Gemma 4, llama.cpp, tool calls, and tool results - ChatGPT fixed it for me

Posted by TheProgrammer-231@reddit | LocalLLaMA | View on Reddit | 48 comments

I have been trying to use Gemma 4 for tool calling but kept getting errors like a lot of people.

I asked ChatGPT to help me figure it out. Gave it the chat template, it had me try a few different messages, and the tool calls kept breaking. It could make a tool call but would not take the result (either crash with a 400/500 error or just make another tool call again). ChatGPT suggested I look at the llama.cpp code to figure it out - gave me a few things to search for which I found in common/chat.cpp.

I had it review the code and come up with a fix. Based on the troubleshooting we already did, it was able to figure out some things to try. First few didn't fix it so we added a bunch of logging. Eventually, we got it working though!
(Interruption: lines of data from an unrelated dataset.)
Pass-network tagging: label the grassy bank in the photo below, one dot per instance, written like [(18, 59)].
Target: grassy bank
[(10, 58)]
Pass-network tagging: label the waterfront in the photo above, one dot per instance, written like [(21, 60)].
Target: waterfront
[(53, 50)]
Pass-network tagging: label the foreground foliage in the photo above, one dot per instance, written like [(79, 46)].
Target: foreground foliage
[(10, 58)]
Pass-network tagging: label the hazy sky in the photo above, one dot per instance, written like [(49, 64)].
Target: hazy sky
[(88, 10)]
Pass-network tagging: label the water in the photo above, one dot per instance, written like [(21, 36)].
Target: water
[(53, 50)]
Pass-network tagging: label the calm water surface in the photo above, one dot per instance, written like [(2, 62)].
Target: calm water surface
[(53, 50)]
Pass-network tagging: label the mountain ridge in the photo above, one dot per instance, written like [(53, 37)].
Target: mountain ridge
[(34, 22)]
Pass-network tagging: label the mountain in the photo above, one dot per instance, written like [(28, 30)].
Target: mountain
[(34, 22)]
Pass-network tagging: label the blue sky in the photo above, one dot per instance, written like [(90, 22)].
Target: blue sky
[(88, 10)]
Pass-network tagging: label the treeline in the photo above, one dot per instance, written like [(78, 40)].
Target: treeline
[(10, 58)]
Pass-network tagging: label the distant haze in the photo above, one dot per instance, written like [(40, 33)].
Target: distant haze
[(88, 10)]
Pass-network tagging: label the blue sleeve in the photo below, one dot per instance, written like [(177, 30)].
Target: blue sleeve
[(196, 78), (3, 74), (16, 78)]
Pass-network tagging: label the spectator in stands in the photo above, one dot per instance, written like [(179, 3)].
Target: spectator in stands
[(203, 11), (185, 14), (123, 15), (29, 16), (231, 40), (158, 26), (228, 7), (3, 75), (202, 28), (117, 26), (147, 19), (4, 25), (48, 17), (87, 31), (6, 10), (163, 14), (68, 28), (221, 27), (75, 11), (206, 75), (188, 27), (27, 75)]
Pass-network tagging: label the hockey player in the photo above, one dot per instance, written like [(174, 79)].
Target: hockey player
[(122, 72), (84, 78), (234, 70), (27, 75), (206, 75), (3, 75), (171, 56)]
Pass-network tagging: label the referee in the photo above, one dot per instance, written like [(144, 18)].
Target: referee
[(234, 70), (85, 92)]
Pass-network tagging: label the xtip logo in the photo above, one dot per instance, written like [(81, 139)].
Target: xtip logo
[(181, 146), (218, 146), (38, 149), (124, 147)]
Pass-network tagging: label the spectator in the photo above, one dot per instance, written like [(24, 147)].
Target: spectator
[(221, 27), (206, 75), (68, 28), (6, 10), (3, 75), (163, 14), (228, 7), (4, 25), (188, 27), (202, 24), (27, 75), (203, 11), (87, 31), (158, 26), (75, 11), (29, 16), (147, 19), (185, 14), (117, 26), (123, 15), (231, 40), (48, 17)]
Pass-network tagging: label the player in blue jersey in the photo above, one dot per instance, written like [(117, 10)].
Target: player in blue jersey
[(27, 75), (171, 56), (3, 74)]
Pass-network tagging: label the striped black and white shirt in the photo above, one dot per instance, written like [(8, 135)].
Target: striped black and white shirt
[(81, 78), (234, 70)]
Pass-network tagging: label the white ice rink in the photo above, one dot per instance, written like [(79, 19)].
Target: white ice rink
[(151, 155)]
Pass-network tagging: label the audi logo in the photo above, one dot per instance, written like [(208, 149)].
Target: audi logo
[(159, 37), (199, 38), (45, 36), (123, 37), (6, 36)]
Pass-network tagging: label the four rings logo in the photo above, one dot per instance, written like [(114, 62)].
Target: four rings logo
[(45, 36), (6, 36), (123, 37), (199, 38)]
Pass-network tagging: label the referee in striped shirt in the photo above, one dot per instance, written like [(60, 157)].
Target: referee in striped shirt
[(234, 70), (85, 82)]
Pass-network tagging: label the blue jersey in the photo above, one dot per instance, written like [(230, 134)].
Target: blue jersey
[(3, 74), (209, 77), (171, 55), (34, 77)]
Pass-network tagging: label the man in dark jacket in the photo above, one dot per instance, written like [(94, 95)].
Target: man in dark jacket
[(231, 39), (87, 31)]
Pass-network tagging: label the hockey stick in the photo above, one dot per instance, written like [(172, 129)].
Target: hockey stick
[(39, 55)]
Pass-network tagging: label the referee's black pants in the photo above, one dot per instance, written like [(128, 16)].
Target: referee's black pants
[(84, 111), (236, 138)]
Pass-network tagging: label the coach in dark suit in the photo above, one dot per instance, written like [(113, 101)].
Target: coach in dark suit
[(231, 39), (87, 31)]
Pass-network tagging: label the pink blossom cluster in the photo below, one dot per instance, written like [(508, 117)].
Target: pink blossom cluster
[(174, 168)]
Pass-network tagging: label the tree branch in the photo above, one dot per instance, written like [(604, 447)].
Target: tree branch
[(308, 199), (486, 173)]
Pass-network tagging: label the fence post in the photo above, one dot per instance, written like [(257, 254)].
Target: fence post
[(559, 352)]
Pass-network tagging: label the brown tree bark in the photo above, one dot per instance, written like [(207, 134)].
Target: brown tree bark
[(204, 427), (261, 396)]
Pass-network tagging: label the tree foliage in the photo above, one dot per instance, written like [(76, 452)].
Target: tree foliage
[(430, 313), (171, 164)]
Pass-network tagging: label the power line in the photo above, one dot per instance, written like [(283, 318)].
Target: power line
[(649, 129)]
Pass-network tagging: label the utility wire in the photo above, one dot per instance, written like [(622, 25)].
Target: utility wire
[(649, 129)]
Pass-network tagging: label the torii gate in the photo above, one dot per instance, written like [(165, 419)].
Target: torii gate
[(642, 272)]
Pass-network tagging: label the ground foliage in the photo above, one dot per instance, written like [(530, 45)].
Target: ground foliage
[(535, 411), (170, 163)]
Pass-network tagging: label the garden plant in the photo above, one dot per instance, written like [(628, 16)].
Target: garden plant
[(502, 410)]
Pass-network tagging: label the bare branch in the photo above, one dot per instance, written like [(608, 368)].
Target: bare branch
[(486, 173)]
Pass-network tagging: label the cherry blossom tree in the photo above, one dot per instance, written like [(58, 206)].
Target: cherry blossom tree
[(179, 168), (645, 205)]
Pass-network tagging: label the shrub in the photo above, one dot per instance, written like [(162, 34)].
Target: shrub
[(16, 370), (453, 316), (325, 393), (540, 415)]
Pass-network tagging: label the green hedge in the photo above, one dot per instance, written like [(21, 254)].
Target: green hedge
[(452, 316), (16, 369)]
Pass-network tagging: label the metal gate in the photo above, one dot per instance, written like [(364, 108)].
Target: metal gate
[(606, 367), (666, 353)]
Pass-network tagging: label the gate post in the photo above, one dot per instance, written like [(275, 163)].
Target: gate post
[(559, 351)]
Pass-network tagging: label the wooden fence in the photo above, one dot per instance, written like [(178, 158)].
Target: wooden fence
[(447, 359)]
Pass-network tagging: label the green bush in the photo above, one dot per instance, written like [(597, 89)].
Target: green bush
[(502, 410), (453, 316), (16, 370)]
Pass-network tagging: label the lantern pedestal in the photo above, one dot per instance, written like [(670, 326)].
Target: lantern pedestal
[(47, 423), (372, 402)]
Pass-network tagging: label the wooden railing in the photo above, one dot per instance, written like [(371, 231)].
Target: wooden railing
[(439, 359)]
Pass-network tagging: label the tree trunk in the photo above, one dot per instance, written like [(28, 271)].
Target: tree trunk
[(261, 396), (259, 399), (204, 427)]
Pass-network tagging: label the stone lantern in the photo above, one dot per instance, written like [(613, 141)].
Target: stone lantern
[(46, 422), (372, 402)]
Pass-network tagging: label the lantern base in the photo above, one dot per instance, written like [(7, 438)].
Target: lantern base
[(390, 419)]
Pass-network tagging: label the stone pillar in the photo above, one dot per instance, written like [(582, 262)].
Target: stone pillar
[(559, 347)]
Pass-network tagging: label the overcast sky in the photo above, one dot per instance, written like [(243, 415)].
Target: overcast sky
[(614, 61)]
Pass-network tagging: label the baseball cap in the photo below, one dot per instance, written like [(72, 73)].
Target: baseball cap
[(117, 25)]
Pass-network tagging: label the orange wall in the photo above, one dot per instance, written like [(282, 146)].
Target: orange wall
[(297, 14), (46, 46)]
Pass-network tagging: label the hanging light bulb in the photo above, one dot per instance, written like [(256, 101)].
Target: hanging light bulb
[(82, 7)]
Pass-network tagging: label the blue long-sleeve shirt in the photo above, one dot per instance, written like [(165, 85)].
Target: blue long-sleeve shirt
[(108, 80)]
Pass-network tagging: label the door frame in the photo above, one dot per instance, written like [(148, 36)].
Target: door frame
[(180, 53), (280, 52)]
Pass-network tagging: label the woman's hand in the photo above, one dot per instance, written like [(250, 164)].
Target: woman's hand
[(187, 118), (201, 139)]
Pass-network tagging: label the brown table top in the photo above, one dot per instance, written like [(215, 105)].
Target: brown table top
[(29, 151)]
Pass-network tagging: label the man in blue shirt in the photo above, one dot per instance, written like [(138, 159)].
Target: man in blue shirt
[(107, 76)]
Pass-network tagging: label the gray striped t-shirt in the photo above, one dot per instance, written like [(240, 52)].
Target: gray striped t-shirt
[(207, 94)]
This is what ChatGPT had to say about the issues:

Gemma 4’s template/tool flow is different from the usual OpenAI-ish flow. The raw OpenAI-style assistant/tool history needs to be converted into Gemma-style tool_responses at the right point in the pipeline.
In common_chat_templates_apply_jinja(), the Gemma tool-response conversion needed to happen earlier, before the generic prompt diff / generation-prompt derivation path.
In common_chat_try_specialized_template(), that same Gemma conversion should not run a second time.
In workaround::gemma4_model_turn_builder::build(), the synthesized assistant message needed explicit empty content.
Biggest actual crash bug: In workaround::gemma4_model_turn_builder::collect_result(), it was trying to parse arbitrary string tool output as JSON. That blows up on normal tool results like: [DIR] Components etc. Once I stopped auto-parsing arbitrary string tool output as JSON and just kept string results as strings, the Gemma continuation path started working.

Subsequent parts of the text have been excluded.